Henny Scott broke our hearts.
The anguished sobbing of her mother, awaiting the SUV carrying her daughter's body, only to have her worst nightmare confirmed.
A photographer and a reporter were there on that cold Saturday morning — and by extension, so were we all.
It broke our hearts to hear of her love of basketball. We thought of the drive in her life to help others.
Her story, including the gap between the time her parents alerted the authorities and when they appeared to take her disappearance seriously, is worthy of outrage.
But believing Henny was somehow an anomaly or exceptional would be to miss the real story.
We can't sit by and let Henny become another in a much-too-long list of missing and murdered indigenous women and girls. That's why beginning today, The Billings Gazette is embarking on a project that hopes to keep a sustained spotlight on the issue of missing and murdered indigenous women, which has become a stain on our state and tribal nations.
For too long, we have reported the same heartbreaking and tired pattern: A young woman goes missing, there's a terrible delay in alerting the public, and she's either never heard from or a body turns up later. There are tears of sorrow and outrage. Tribal leaders pledge justice. And folks from the state and the congressional delegations hold hearings, listening sessions and march alongside mourning community members.
The outpouring of sincerity is swift but fleeting.
And then, nearly as soon as the outrage subsides, there's another report — someone else has gone missing.
Even though we're starting a new reporting project that hopes to remember those who have been victimized, as well as understand what is driving this scourge, we don't pretend to have the answers. Instead, we have the platform to keep this issue front-and-center until real solutions can be implemented.
That's what The Billings Gazette is pledging to educate its readers and the citizens of Montana who must understand that indigenous women experience more violence and go missing at a rate that far outpaces any other ethnic classification.
The Gazette, like other media, can often be accused of just parachuting into news stories on places like the reservations, scooping up the details of a crime and then leaving.
But today, we're pledging our news reporting efforts and our editorial pen to not letting up so easily. We believe that all Montanans deserve answers.
We want to know why more indigenous women go missing. We want to understand why there is so often such a gap in women being reported missing. We can't help but notice the same gap doesn't seem to exist when non-native women go missing in places like Billings. Why is that?
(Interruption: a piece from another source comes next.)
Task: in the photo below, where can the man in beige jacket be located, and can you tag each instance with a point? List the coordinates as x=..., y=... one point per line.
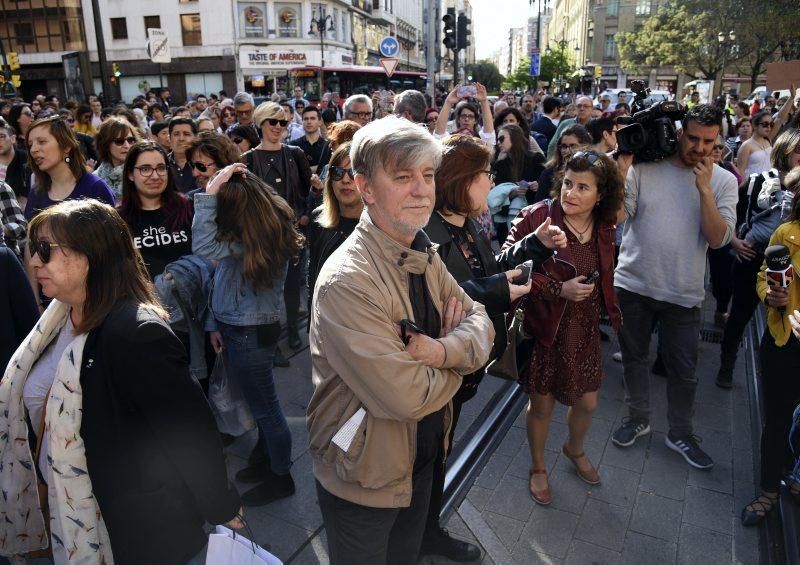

We want to know why the federal government and its attendant agencies seem so recalcitrant when it comes to divulging information that may help find these missing women, or help residents understand the problems better.
While most newspaper reporting projects have a certain number of stories to be run on specific dates, this project does not have a sunset. We are committed to continuing to report on the issue in a meaningful, contextual way that doesn't treat these disappearances as isolated, separate stories, but rather as part of a larger, more complex trend.
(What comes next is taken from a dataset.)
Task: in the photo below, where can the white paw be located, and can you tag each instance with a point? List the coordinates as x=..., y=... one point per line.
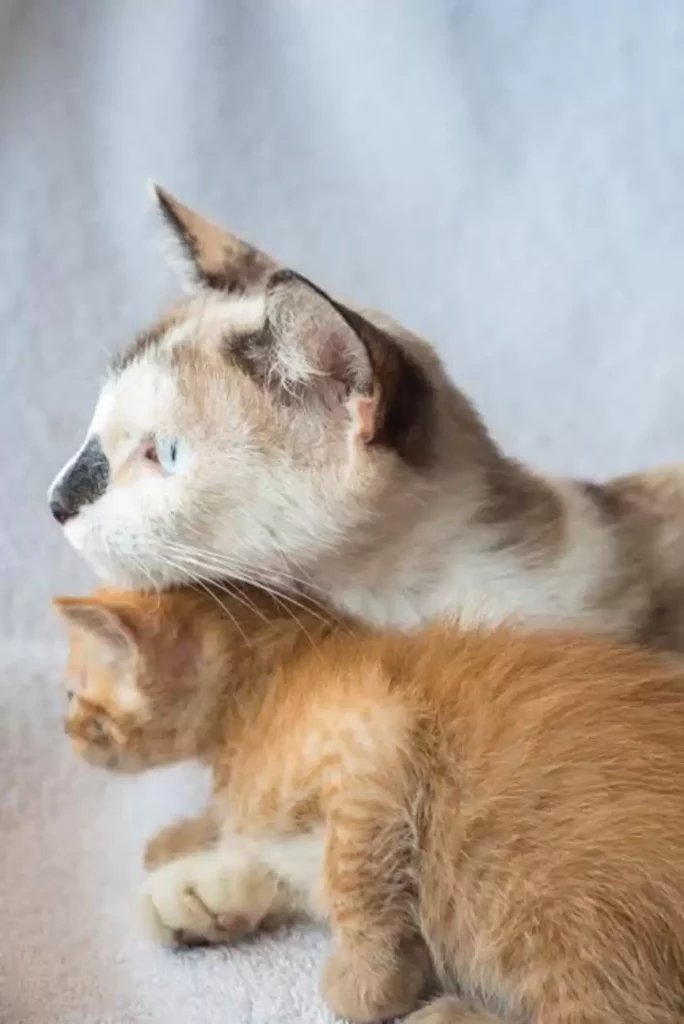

But the project doesn't stop at our reporting. It is simply a start. Instead, our project will only have impact if we — as a part of a larger community — put pressure on officials, especially those in the federal government that have the power to curb the violence, and insist that changes be made. We can no longer let politicians sweep through reservations and pledge they'll take concerns back to Washington, D.C. We must demand specific actions and deliverable results. The Gazette is committed to holding those leaders accountable for changes, and we need your help.
And while this particular series highlights the problems that seem to plague indigenous women, it's not just about Native women living on reservations or in places like Montana. This is really about how we treat cases of abuse and a cycle of behavior that has to be stopped.
We believe the best way to illustrate the problem is by asking questions that get at why the problem is so pronounced and what can be done to eliminate it. We also hope that by profiling the families and the victims of violence that it becomes impossible to ignore the problem and it gives a face and a voice to the issue.